# Case Study: PTX Parity Validation (GH-219)
This chapter documents the PTX parity validation system—a **compile-time Poka-Yoke** that catches GPU kernel generation bugs before they reach runtime. It validates that batched kernels maintain structural parity with their single-vector reference implementations.
## The Problem: Batched Kernels Diverge Silently
When we added batched prefill (processing all prompt tokens in one GPU pass), we created batched variants of 6 GPU kernels. Each batched kernel must implement the same mathematical operation as its single-vector reference, just for M vectors instead of 1.
But three classes of bugs can creep in silently:
| Missing batch dispatch | No `ctaid.y` in batched RmsNorm | All vectors processed as batch=0 |
| u64 shared memory | `ld.shared.u64 [%rd4]` instead of `[%r4]` | Wrong shared memory addressing on some GPUs |
| Wrong dispatch strategy | grid_y for GEMV instead of register_unroll | Poor memory coalescing, 10x slowdown |
**Real bug found (GH-219):** `BatchedQ6KGemvKernel` had 3 dequantization bugs:
1. Wrong thread-to-value mapping (contiguous vs strided)

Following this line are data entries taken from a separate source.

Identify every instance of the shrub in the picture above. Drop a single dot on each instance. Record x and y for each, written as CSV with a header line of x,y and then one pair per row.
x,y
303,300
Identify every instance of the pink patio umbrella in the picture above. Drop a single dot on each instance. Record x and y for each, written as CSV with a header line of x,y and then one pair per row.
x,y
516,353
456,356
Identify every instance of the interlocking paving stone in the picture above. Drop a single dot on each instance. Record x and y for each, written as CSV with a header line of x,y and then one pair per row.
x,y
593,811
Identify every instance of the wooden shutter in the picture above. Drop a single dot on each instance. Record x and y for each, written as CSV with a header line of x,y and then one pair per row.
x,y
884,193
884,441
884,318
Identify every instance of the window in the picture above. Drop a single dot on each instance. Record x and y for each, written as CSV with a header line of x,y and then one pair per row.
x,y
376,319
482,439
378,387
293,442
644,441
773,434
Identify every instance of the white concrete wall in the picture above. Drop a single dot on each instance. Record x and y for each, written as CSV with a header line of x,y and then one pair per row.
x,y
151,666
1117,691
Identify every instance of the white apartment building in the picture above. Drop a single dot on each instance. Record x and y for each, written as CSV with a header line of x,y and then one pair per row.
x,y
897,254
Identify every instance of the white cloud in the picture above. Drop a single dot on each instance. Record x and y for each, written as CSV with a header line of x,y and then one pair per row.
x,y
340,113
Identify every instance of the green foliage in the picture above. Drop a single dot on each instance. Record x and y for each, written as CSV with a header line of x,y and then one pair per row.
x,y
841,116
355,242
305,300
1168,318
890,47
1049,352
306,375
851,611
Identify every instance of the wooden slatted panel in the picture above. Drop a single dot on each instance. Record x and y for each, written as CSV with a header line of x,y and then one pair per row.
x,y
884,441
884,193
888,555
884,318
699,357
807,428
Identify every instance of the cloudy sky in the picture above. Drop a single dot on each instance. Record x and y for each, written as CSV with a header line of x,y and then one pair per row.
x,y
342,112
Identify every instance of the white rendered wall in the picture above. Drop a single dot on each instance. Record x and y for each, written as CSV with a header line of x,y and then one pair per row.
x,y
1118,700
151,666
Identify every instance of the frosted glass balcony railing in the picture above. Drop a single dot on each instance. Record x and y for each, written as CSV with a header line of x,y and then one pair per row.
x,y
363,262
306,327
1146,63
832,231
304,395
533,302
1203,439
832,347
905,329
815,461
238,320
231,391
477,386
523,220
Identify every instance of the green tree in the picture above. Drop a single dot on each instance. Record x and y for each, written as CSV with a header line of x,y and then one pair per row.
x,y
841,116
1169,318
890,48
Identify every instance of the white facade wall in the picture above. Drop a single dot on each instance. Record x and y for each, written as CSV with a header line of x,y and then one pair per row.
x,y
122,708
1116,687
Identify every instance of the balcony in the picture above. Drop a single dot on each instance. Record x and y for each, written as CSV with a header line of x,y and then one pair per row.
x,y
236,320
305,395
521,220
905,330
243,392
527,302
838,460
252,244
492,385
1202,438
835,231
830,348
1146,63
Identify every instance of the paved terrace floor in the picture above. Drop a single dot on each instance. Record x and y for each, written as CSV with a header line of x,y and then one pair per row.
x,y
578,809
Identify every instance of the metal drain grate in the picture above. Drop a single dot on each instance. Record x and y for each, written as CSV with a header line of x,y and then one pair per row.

2. Wrong ql/qh addressing (naive linear vs Q6K super-block layout)
3. Wrong bit combination (`ql+4*qh-32` vs `ql|(qh<<4)-32`)
These bugs produced garbage output—but only for Q6K quantized models, and only during batched prefill. Serial prefill worked perfectly, making the bug extremely hard to catch with traditional testing.
## The Solution: Structural PTX Analysis
Instead of testing numerical outputs (which requires models and is flaky), we validate the **structure** of generated PTX assembly at compile time.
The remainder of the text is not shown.